Did you notice? Because we didn’t.
Organized by The Cosecha Movement, the strike promised hundreds of thousands of participants to, “demonstrate that the country depends on the labor of immigrants and working class people of color.”
The goal? To, “change the conversation on immigration in the United States.”
Cosecha is planning strikes and marches in over 40 cities across the country, along with mass student walkouts and escalated actions.“This Day Without Immigrants is the first step in a series of strikes and boycotts that will change the conversation on immigration in the United States,” said Maria Fernanda Cabello, a undocumented leader and the May 1st campaign coordinator with Movimiento Cosecha. “We believe that when the country recognizes it depends on immigrant labor to function, we will win permanent protection from deportation for the 11 million undocumented immigrants; the right to travel freely to visit our loved ones abroad, and the right to be treated with dignity and respect. After years of broken promises, raids, driving in fear of being pulled over, not being able to bury our loved ones, Trump is just the last straw.”“On this day, we will not go to work. We will not send our children to school. We will not buy anything,” said Francisca Santiago, a farmworker from Homestead, Florida who will be joining the May 1st Strike. “We are the workers who harvest and prepare food, who repair homes, who come into office buildings after 7pm to clean them. But on May 1st, instead of going to work we will be in the streets celebrating our communities, and demanding the permanent protection, dignity and respect that our people deserve.”

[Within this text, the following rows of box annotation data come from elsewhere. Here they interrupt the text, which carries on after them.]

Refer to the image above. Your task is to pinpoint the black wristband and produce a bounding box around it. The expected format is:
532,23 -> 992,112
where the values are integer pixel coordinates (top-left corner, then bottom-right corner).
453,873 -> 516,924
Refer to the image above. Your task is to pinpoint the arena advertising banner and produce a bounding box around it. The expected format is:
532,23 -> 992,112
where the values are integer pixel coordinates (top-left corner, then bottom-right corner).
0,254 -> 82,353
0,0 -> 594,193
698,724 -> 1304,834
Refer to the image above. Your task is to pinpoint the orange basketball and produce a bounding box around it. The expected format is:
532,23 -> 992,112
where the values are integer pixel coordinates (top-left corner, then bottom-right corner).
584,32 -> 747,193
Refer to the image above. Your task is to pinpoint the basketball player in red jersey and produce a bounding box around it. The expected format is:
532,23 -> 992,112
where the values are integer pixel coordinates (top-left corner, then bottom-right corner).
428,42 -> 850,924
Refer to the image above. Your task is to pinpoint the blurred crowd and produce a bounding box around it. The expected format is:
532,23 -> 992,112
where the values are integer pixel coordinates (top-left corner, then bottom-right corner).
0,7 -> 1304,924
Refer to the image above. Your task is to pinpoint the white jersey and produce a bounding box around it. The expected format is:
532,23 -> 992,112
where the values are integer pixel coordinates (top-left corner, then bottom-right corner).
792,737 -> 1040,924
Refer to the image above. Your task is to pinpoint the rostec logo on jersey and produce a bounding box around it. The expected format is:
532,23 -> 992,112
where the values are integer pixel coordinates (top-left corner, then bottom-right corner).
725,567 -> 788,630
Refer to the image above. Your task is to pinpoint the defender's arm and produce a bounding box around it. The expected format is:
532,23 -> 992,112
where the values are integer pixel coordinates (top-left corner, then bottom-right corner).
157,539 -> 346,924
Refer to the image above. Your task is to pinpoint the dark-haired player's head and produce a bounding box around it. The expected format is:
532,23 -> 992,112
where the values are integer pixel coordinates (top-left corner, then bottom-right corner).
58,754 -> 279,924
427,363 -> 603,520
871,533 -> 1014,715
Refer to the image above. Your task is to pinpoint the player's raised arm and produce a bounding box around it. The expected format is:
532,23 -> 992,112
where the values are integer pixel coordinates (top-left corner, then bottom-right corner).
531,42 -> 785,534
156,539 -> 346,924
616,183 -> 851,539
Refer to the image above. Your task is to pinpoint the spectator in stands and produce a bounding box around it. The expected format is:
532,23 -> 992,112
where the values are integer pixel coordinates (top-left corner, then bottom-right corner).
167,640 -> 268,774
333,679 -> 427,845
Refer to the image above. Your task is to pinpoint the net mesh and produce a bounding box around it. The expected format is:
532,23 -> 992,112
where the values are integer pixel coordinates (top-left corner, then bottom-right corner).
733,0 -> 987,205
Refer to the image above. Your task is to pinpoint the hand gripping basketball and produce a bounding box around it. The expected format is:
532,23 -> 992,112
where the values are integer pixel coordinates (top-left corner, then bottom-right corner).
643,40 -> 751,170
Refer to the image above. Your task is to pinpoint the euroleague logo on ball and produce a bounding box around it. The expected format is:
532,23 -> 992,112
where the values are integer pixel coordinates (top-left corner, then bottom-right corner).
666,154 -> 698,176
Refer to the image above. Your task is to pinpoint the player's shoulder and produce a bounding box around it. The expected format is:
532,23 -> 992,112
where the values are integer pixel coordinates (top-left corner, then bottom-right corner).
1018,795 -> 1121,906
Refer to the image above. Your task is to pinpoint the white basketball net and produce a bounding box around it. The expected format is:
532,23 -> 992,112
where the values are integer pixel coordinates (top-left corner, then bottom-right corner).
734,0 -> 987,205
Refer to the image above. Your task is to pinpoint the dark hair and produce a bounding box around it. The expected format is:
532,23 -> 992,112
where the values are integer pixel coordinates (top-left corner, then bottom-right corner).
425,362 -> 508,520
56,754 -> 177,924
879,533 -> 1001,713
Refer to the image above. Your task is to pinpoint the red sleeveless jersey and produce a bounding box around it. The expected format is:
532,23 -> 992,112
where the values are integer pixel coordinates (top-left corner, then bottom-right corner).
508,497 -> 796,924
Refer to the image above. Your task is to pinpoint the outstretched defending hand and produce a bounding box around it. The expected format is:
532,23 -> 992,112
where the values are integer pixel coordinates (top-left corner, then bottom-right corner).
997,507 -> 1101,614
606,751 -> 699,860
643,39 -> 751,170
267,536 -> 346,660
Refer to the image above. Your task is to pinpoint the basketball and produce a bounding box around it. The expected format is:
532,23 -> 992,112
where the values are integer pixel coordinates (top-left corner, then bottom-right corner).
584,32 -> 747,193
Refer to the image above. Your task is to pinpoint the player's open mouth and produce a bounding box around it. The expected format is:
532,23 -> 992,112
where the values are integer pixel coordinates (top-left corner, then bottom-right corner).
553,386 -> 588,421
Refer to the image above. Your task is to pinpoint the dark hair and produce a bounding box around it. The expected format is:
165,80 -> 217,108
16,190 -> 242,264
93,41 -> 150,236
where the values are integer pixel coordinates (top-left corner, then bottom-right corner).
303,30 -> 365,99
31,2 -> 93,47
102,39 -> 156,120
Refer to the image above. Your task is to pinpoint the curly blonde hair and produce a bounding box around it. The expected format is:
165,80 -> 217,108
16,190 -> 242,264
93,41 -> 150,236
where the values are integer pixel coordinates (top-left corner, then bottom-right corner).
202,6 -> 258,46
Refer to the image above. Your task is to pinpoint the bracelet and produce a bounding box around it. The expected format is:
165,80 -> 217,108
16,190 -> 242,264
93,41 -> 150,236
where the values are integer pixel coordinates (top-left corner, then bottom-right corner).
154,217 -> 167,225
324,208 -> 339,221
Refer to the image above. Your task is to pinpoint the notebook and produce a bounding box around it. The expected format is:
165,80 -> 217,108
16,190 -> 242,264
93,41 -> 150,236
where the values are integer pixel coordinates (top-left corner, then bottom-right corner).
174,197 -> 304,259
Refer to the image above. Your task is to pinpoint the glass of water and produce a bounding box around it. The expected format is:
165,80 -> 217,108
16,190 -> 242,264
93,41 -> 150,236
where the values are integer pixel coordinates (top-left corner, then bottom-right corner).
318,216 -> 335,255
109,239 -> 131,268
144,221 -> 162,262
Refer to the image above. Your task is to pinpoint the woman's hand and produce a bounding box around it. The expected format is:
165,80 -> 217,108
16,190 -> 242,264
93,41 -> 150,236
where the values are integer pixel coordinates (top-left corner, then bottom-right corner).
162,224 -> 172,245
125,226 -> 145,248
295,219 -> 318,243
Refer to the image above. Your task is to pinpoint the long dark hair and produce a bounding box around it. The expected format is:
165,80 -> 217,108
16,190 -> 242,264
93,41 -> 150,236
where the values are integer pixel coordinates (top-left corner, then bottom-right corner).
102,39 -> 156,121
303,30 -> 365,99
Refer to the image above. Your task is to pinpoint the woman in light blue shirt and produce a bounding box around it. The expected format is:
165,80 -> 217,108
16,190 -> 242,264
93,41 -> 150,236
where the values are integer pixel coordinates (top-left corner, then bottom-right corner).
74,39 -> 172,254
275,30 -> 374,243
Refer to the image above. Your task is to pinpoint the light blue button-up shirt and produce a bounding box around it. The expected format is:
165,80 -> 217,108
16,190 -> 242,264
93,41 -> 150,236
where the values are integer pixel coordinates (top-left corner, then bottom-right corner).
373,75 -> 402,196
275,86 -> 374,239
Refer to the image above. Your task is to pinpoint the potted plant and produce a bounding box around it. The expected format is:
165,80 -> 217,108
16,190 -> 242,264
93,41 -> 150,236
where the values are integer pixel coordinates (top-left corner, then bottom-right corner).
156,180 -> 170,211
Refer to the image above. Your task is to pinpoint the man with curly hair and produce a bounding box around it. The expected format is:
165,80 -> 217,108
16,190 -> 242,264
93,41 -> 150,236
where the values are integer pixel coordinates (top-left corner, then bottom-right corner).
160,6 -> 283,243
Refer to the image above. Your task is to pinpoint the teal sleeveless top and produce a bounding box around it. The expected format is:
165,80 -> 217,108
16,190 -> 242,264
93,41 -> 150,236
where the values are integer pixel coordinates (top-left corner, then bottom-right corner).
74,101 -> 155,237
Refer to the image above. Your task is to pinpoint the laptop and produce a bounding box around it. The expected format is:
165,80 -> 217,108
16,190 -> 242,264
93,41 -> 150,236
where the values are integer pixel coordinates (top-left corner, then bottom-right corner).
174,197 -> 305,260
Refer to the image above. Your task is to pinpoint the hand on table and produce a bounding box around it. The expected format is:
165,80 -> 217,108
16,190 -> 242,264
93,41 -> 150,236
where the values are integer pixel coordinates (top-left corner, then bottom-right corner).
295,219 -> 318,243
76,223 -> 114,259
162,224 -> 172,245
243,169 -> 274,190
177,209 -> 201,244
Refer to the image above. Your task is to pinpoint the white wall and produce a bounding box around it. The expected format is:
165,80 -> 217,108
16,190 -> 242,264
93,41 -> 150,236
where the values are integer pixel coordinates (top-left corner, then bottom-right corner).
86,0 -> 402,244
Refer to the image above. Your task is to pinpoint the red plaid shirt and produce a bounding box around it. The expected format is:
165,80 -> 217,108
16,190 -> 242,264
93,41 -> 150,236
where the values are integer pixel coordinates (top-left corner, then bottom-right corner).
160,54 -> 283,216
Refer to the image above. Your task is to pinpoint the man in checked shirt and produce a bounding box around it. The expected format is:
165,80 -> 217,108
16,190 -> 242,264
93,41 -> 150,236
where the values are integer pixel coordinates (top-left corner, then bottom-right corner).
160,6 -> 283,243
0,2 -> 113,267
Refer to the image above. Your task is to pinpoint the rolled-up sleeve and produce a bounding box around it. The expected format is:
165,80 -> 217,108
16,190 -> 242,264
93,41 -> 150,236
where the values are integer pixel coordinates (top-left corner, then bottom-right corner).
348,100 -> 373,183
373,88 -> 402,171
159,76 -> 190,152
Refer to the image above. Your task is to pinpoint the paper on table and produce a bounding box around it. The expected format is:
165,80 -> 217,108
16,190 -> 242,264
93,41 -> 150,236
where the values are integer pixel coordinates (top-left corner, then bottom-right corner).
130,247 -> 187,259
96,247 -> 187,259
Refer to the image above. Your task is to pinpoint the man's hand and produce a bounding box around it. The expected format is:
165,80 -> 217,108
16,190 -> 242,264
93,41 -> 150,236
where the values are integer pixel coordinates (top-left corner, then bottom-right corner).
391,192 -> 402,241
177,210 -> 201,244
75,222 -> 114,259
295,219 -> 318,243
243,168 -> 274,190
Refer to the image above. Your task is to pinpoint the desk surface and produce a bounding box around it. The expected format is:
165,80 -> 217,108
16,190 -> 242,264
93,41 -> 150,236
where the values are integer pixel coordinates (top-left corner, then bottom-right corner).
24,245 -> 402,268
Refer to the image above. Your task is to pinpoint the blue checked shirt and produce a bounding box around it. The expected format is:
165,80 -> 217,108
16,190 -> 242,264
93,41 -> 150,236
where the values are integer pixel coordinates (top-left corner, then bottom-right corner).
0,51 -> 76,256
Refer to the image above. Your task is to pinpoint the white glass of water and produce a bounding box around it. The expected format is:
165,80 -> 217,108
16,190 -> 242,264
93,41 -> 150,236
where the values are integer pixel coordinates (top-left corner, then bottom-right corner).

Not surprisingly, the strike is backed by major labor unions and other progressive orgs:
Partners Include: SEIU United Service Workers West, The Food Chain Workers Alliance , the UNITE HERE Tech Cafeteria Workers, the Fight For 15, National Nurses United, Communications Workers of America, Our Revolution, LA RED: A Project of the PICO National Network, Amalgamated Transit Union, American Postal Workers Union, AFL-CIO, United States Student Association and Sum of Us
During a similar strike in February, dozens of participants received a hard lesson in the ways of the private sector when they were fired after skipping work to attend “Day Without Immigrant” protests. NBC reported at the time:
Dozens of protesters across the country were fired from their jobs after skipping work to take part in last week’s “Day Without Immigrants” demonstration.Restaurants and day cares were among the businesses in states like Florida, Tennessee, Oklahoma and New York where bosses fired workers after they didn’t show up for work in order to protest.In Nolensville, Tennessee, nearly 20 employees at Bradley Coatings, Incorporated — a commercial painting company — were laid off after participating in the nationwide strike on Thursday, NBC4 reported.The company’s attorney, Robert Peal, said in a statement obtained by the news station that all employees were told they risked termination if they skipped work on Thursday, but 18 did so anyway.
The public is *so* interested in the “Day Without Immigrants” protest, that a whole three people were tuned into the protest Facebook live:
These types of movements continue to beclown themselves, making issues where none exist based on false narratives. Just yesterday, Congress came to an agreement on a short-term budget bill that’s missing one major “anti-immigrant” allocation — the southern border wall.